The shareholders, led by the Erica P. John Fund, contend that from 1999 to 2001 Houston-based Halliburton falsified earnings reports, played down estimated asbestos liability and overstated the benefits of a merger.
Dick Cheney, later the U.S. vice president, served as chairman and chief executive officer of the oilfield-services provider during part of the disputed period.
Joseph Grundfest, a former Securities and Exchange Commission member who now teaches at Stanford University’s law school, said investors would retain protections without the Basic precedent. The SEC and Justice Department would keep their authority, and investors could still sue over misleading registration statements under a different provision in the securities laws, he said.
In addition, institutional investors would be able to press fraud suits outside the class action context if they could show they relied on a misstatement.
“If you have frauds that are sufficiently large and you have investors that have sufficiently large positions in those companies, it will make sense for those investors to bring individual actions,” Grundfest said.
Doing so would require many institutional investors to change the way they operate, Mahoney said.

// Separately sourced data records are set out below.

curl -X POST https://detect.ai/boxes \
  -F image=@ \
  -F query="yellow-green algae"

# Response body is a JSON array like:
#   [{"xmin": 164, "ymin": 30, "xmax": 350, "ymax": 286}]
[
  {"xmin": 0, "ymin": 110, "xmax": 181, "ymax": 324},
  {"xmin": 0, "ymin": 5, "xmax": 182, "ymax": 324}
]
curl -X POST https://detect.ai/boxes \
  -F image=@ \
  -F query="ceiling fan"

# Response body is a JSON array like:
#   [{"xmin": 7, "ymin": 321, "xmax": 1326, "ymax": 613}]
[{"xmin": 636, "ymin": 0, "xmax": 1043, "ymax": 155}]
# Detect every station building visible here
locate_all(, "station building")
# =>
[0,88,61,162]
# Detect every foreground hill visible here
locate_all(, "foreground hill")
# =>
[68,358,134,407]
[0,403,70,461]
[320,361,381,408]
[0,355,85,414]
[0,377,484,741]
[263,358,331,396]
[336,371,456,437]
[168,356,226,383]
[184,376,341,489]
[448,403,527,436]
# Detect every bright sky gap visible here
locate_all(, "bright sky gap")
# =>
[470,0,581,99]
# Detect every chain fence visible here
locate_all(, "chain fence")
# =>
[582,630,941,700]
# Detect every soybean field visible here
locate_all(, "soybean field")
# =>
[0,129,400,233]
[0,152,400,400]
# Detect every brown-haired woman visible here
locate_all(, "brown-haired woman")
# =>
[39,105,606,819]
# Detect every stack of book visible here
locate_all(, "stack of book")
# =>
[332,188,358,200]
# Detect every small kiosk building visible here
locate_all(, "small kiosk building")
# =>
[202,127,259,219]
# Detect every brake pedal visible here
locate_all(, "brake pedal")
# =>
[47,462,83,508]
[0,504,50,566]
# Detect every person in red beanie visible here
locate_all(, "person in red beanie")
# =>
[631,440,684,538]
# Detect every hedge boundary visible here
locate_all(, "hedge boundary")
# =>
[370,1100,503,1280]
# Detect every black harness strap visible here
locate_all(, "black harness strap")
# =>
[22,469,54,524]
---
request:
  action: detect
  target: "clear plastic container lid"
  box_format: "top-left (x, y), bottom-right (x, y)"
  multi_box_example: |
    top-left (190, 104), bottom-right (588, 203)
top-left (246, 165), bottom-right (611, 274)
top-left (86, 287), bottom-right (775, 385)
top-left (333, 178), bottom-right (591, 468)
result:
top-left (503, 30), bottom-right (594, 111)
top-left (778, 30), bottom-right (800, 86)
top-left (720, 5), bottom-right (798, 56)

Many of his group’s members -- pension funds, endowments and foundations, collectively with more than $3 trillion in assets -- rely on passive strategies like indexing, so they don’t spend time and money analyzing company statements.
“That will make it difficult for them to be able to demonstrate reliance because they didn’t actually dig through all the information from the company,” Mahoney said. “Instead, they just invest in an index.”
The Basic decision produced a highly usual vote -- 4-2, with three of the nine justices recusing themselves.
Four current justices -- Antonin Scalia, Clarence Thomas, Anthony Kennedy and Samuel Alito -- suggested in a ruling last year that they might overrule Basic. The outcome may be in the hands of Chief Justice John Roberts, who usually joins that group in ideologically divisive cases.
“He’s kind of the decider,” said Tom Goldstein, a Washington lawyer who represents plaintiffs in securities suits. He said Roberts takes an “institutional long view” of the law that might make him reluctant to discard the Basic precedent.
Investor advocates and the Obama administration say the Basic presumption helps protect shareholders from company fraud.
Class actions “are an essential supplement to criminal prosecutions and civil enforcement actions” by the government, U.S. Solicitor General Donald Verrilli told the justices in court papers.
Some securities experts say the cost isn’t worth it. Pritchard says that about 40 percent of the money that changes hands in securities cases ends up with the lawyers.
“In its current state, we’re spending too much to get the deterrent benefits that we receive,” he said.
The court will rule by July in the case, Halliburton v. Erica P. John Fund, 13-317.